Remember when I told you I have a favorite way of eating every vegetable?  Well, my most favorite way to eat cauliflower is roasted.  Have you done this?  It becomes tender and sweet and my kids can’t keep their hands out of the baking dish.  When was the last time you said that about cauliflower?  When I saw this recipe in the Los Angeles Times food section a few years ago and noticed the roasted cauliflower element, I knew I was in.  It’s an adaptation of a Thomas Keller recipe, one that I would not normally look at  since he’s very cheffy, but it didn’t look complicated.  I wanted to change it a bit and substitute brown rice for white and cut out what looked like unnecessary amounts of fat.  What still baffles me about this recipe is that Mr. Keller calls for 1/2 head of cauliflower and 1 cup of rice to to feed 8-10 people.  I actually upped both to feed half the amount of people.  Are my kids bigger eaters than the people who gather at Ad Hoc?  Mr. Picky eats more Basmati Rice with Roasted Cauliflower than Ad Hoc patrons?  Maybe Mr. Picky ain’t so picky!

All I know is that this has become one of our favorite side dishes.  Yes, go ahead and use whatever rice you’ve got, but if you haven’t tried basmati, let me change your life right now.  It rocks the rice world.  Basmati rice (I like brown) has this lovely fragrance and grassy flavor which you can taste without even adding anything to it, although a little butter and salt never hurt.   As you can see, I made this the other night with Spice-rubbed Wild Salmon.  Since Daughter #2 is still being stubborn about not eating fish and seafood and I’m not making more than one meal for dinner, I tossed some sliced almonds onto her rice and cauliflower and called it a vegetarian entree.  After all, this ain’t no restaurant.

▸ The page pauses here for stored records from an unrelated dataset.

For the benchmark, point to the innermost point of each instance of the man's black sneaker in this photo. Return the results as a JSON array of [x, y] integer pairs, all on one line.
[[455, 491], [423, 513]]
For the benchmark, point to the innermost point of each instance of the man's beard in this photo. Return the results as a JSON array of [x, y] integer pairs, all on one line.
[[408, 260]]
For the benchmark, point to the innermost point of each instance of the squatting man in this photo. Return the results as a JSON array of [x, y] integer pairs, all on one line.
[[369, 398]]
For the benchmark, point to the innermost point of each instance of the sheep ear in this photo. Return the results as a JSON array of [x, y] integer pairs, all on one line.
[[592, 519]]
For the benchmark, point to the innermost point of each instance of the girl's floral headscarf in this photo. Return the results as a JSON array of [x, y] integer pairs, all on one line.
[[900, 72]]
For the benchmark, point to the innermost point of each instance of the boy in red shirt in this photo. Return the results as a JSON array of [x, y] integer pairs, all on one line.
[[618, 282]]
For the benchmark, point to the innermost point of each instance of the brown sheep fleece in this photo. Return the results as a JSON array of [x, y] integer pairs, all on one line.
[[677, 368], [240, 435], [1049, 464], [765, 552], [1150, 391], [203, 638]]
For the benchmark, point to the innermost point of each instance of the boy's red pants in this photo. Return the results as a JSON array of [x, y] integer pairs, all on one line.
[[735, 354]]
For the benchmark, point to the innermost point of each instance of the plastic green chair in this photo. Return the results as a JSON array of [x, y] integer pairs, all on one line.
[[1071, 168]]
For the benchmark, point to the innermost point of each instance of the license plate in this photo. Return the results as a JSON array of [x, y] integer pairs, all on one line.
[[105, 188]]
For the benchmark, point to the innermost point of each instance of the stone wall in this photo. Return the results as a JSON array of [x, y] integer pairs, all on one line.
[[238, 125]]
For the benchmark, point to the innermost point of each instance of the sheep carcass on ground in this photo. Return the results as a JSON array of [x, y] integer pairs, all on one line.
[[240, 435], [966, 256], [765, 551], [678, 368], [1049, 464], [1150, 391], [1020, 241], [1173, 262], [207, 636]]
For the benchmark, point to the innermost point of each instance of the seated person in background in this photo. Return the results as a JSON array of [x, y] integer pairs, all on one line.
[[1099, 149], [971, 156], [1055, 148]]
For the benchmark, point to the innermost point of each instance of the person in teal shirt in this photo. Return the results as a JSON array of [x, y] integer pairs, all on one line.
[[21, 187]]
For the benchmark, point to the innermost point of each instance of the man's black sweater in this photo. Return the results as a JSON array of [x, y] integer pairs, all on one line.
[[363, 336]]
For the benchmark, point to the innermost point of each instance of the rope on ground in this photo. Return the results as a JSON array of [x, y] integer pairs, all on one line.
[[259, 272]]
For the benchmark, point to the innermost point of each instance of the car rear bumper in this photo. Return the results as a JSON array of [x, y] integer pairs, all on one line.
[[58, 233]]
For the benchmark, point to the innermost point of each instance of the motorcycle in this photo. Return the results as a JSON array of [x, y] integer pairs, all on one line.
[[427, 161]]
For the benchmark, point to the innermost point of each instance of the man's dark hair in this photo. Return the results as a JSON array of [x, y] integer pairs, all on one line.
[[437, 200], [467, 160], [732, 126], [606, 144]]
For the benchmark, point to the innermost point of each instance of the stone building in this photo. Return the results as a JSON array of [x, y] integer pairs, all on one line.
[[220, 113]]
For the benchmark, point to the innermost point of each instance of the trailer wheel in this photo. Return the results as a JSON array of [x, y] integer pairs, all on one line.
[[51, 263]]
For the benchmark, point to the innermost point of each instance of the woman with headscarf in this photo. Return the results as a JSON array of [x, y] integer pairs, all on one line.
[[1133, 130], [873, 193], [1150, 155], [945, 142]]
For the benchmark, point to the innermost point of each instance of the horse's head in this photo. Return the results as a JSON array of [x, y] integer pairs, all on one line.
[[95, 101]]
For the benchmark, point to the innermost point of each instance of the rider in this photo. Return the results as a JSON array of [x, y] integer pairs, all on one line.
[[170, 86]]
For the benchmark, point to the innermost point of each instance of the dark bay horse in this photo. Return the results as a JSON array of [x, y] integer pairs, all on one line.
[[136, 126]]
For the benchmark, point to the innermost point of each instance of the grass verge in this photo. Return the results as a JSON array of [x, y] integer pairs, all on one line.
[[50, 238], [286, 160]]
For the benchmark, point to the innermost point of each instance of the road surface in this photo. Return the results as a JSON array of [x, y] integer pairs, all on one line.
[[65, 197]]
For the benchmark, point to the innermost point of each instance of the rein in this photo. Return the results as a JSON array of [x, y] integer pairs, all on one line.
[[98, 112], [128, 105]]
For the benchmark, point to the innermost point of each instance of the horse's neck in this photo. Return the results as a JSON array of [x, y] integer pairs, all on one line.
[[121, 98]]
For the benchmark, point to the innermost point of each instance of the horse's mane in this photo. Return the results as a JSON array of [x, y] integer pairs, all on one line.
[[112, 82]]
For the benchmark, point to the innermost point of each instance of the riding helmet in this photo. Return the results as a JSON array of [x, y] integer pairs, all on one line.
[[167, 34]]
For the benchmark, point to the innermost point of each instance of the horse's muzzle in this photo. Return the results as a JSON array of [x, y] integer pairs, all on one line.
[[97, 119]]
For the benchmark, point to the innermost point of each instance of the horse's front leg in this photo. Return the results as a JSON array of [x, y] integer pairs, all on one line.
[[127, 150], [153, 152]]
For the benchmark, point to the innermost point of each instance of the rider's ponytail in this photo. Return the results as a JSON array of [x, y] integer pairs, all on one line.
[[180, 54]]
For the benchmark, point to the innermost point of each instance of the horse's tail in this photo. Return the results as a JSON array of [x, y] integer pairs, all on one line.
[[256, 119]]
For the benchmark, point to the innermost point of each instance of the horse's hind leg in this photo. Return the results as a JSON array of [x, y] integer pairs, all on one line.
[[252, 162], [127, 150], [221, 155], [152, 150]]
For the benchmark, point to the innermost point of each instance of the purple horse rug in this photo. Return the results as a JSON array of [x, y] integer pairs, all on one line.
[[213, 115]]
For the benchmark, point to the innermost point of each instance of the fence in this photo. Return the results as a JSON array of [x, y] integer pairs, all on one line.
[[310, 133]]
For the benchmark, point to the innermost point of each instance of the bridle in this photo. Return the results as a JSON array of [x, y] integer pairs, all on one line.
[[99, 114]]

Basmati Rice with Roasted Cauliflower
Serves: 4-6
  • 1 ½ cups brown basmati rice, rinsed
  • 2⅔ cups water**
  • ½ teaspoon red chili flakes (optional)
  • 2 Tablespoons unsalted butter
  • 1 small head of cauliflower or ¾ large head, cut into bite-size florets, about 6 cups
  • 3 Tablespoons melted coconut oil (or unrefined olive oil)
  • Sea salt and freshly ground black pepper
  • ½ teaspoon curry powder* (the original recipe calls for a pinch, but I think it's better with a touch more)
  • 3 Tablespoons chopped chives
  1. Preheat oven to 400 degrees.
  2. Make the rice: In a medium saucepan, add the water and 1 teaspoon sea salt and bring to a boil over high heat. Add the rice, butter and chili flakes and reduce the heat to a gentle simmer. Cover and cook the rice until the liquid is absorbed and the rice is tender, about 50 minutes. Fluff with a fork.
  3. While the rice is cooking, toss the cauliflower with the coconut oil in a large bowl and season with sea salt and ground black pepper to taste. Save the bowl for later.
  4. Place the cauliflower on a stainless steel baking sheet or one lined with parchment paper and roast until tender and golden brown, about 20 to 30 minutes. You can turn it a couple times for even cooking and coloring.
  5. Place the roasted cauliflower back in the bowl and toss with the curry powder. Season with sea salt and pepper, if desired.
  6. Add the cooked rice to the bowl and gently toss. Sprinkle with chopped chives and serve.
Suggestions: you can add sliced almonds if you are serving this as a main dish.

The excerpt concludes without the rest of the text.